I've been looking at a few power input circuits and quite a few of them suggest an inductive choke with a large bypass capacitor followed by smaller bypass capacitors.
In theory this is what I interpret the target effect is:
Bypass capacitors provide low impedance at high frequencies, and the inductor prevents current surges from entering/leaving.
Essentially, in using an inductor inline and a decoupling capacitor it's creating essentially a series LC circuit. Now one of the properties of LC circuits is they have a resonant frequency.
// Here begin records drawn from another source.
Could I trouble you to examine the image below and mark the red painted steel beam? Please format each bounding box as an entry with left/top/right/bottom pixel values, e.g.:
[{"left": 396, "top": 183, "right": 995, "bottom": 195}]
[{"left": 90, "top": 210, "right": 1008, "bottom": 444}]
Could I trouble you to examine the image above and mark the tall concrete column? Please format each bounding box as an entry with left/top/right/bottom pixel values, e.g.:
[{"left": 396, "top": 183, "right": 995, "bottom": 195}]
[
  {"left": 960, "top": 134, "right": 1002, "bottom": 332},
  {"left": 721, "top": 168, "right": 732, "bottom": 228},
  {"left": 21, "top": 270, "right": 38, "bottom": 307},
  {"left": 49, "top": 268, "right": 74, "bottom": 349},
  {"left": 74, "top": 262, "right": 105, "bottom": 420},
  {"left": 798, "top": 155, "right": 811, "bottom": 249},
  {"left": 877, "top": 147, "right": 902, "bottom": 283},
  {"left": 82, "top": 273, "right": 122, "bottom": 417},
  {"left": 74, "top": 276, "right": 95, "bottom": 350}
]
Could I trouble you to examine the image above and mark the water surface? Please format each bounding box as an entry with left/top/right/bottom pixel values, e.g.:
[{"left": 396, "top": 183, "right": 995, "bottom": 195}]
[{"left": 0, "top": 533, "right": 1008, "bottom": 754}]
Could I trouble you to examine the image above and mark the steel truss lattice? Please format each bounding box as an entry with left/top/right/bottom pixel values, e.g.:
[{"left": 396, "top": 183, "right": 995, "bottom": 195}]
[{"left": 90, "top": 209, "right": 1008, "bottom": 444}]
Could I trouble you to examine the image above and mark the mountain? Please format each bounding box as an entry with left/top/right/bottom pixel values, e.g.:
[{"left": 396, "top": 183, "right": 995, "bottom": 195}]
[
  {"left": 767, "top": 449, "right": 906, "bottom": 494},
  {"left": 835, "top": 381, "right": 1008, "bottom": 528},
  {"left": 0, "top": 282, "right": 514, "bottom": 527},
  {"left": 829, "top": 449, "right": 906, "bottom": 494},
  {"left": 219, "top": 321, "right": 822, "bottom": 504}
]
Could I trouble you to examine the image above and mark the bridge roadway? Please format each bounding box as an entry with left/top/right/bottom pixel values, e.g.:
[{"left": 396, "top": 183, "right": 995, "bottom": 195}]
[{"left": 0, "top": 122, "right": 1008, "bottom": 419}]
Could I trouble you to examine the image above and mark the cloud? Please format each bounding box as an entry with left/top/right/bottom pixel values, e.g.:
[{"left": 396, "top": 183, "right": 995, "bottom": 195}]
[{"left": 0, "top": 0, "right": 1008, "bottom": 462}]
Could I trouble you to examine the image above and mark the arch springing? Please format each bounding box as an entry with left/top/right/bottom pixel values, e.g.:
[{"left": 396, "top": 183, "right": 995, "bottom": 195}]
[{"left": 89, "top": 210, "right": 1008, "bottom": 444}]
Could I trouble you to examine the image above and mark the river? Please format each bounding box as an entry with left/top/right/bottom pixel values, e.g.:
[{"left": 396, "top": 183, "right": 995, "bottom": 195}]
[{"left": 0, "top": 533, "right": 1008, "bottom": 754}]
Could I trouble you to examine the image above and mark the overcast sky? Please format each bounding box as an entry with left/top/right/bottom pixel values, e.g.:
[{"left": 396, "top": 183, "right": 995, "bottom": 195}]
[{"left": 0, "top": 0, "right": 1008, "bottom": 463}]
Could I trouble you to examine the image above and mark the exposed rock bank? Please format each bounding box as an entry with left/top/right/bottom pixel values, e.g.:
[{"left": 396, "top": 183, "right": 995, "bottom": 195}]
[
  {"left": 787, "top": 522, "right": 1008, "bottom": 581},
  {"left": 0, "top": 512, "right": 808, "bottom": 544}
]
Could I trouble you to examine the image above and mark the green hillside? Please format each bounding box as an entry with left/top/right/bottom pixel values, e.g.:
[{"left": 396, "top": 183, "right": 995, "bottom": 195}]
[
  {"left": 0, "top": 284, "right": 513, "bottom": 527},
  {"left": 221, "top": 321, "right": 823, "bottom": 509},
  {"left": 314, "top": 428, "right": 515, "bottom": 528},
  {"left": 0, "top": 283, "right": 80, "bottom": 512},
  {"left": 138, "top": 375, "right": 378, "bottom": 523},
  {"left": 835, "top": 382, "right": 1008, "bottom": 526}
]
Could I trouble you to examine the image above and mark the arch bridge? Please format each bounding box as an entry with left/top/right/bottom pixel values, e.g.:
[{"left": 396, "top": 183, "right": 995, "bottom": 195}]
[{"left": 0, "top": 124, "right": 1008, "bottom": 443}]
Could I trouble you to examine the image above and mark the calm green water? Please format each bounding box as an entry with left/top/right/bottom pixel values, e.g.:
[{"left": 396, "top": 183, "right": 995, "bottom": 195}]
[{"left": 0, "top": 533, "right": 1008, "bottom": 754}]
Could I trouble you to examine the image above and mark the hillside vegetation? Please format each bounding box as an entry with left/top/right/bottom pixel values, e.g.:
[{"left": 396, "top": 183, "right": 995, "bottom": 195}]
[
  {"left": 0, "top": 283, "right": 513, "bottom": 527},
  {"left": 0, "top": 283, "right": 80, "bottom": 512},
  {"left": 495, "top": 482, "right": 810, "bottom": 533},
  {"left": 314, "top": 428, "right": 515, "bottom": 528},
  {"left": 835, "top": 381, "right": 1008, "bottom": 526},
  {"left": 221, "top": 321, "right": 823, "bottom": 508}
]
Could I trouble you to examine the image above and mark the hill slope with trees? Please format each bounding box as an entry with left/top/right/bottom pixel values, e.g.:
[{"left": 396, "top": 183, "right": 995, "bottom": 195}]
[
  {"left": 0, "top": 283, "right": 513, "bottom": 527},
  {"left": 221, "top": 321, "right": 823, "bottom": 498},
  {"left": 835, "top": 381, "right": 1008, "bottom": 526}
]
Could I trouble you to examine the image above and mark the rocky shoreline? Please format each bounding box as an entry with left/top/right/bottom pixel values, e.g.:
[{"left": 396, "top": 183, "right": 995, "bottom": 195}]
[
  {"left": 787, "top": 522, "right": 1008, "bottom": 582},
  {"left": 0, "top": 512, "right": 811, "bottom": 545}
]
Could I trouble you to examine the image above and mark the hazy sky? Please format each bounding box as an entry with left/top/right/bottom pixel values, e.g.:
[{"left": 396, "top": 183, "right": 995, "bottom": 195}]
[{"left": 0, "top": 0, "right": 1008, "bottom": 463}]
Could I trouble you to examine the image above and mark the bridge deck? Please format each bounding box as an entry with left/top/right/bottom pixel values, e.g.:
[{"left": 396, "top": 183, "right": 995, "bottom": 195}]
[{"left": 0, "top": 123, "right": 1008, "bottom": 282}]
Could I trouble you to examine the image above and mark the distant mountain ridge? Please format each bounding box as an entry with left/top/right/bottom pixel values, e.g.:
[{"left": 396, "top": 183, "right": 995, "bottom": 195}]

I modeled a LC circuit with an attached purely resistive load to simulate what the circuit did under different kinds of loads:
VG1 is a voltage source to simulate noise and VM1 is a product of the simulation software for measuring voltages (I'm using TINA-TI).
Here is the resulting Bode plot for this circuit:
As expected high frequency noise is very effectively reduced (if I'm not mistaken, outside the peak region it should decay at 40 dB per decade). However, there is that ominous spike at around 20 kHz where noise is actually being very effectively amplified from the resonant frequency.
Is this typically not a factor when it comes to regulating power to a board? Why isn't the RC filter created using bypass capacitors enough? Is it because the capacitor size required for an effective RC filter is too high? Or am I missing something in my model?
The example recommended power filtering schematic comes from Atmel for their AVR micro controllers.